# Circadian regulation of physiological functions

> **NIH NIH R35** · COLUMBIA UNIVERSITY HEALTH SCIENCES · 2024 · $14,835

## Abstract

SUMMARY: My lab studies circadian-regulated processes and their contributions to health and disease.
Circadian regulation refers to daily oscillations in biological functions and is an evolutionarily conserved feature
from bacteria to humans. At its core, circadian regulation is governed by a transcriptional negative feedback
loop called the circadian clock. Circadian clocks generate 24-hour oscillations in the expression of hundreds of
genes in almost every tissue examined and drive the daily oscillation of cellular, tissue-specific, and behavioral
functions. Chronic disruption of circadian regulation due to jetlag or night-shift work is associated with multiple
defects in innate immunity, metabolism, and sleep.

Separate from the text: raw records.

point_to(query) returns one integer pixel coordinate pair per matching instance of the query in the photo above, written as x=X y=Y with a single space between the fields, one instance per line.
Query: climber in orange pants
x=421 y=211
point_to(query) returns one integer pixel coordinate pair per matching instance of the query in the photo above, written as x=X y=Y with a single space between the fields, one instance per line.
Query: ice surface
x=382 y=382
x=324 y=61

Many disease states are also associated with loss of
circadian regulation, including bacterial infection, metabolic diseases, and neurological diseases. Despite the
known profound effects of loss of circadian regulation on human physiology, a major gap in knowledge is the
identification of circadian-regulated functions that contribute to the pathogenesis of specific diseases.
 In the last funding period, our MIRA supported the development of tools to enhance or inhibit Drosophila
circadian clocks; the investigation of glial function in both Drosophila and mice; and the investigation of a core
function for sleep in Drosophila. In the current proposal, we focus on circadian-regulated metabolism, which has
emerged as a major theme in our work. We describe two projects involving circadian-regulated metabolism in
Drosophila: sensitivity to oxidative stress due to chronic short sleep (Project 1) and metabolic regulation of host
tolerance of bacterial infection (Project 2).
· Project 1: One of the most obvious manifestations of circadian rhythm is sleep. Sleep, or obligate rest
 during the 24-hour circadian cycle, is evolutionarily conserved. Yet the physiological function of sleep
 remains unclear. Our published MIRA-funded results support the hypothesis that a key function of sleep is
 defense against oxidative stress. Our more recent preliminary data suggest that chronic short sleep causes
sensitivity to oxidative stress due to underlying changes in metabolism. We will investigate this in Project 1.
· Project 2: There are two types of defense mechanisms against infection: resistance and tolerance.
Resistance mechanisms kill pathogens, while tolerance mechanisms limit the pathogenic effects of infection.
Tolerance is much less well understood than resistance. In NIGMS-funded research, my lab previously
identified a circadian-regulated, TORC2-mediated mechanism of host tolerance against B. cepacia infection.
In preliminary data, we found that Sting mutants also have increased tolerance against B. cepacia infection.
The Stimulator of Interferon Genes (STING) pathway is a conserved innate immune response and known
resistance mechanism. STING also has a second distinct function in both mammals and Drosophila:
regulation of lipid metabolism. We wi...

## Key facts

- **NIH application ID:** 11091111
- **Project number:** 3R35GM127049-07S1
- **Recipient organization:** COLUMBIA UNIVERSITY HEALTH SCIENCES
- **Principal Investigator:** Michele M Shirasu-Hiza
- **Activity code:** R35 (R01, R21, SBIR, etc.)
- **Funding institute:** NIH
- **Fiscal year:** 2024
- **Award amount:** $14,835
- **Award type:** 3
- **Project period:** 2018-05-01 → 2028-04-30

## Primary source

NIH RePORTER: https://reporter.nih.gov/project-details/11091111

## Citation

> US National Institutes of Health, RePORTER application 11091111, Circadian regulation of physiological functions (3R35GM127049-07S1). Retrieved via AI Analytics 2026-05-24 from https://api.ai-analytics.org/grant/nih/11091111. Licensed CC0.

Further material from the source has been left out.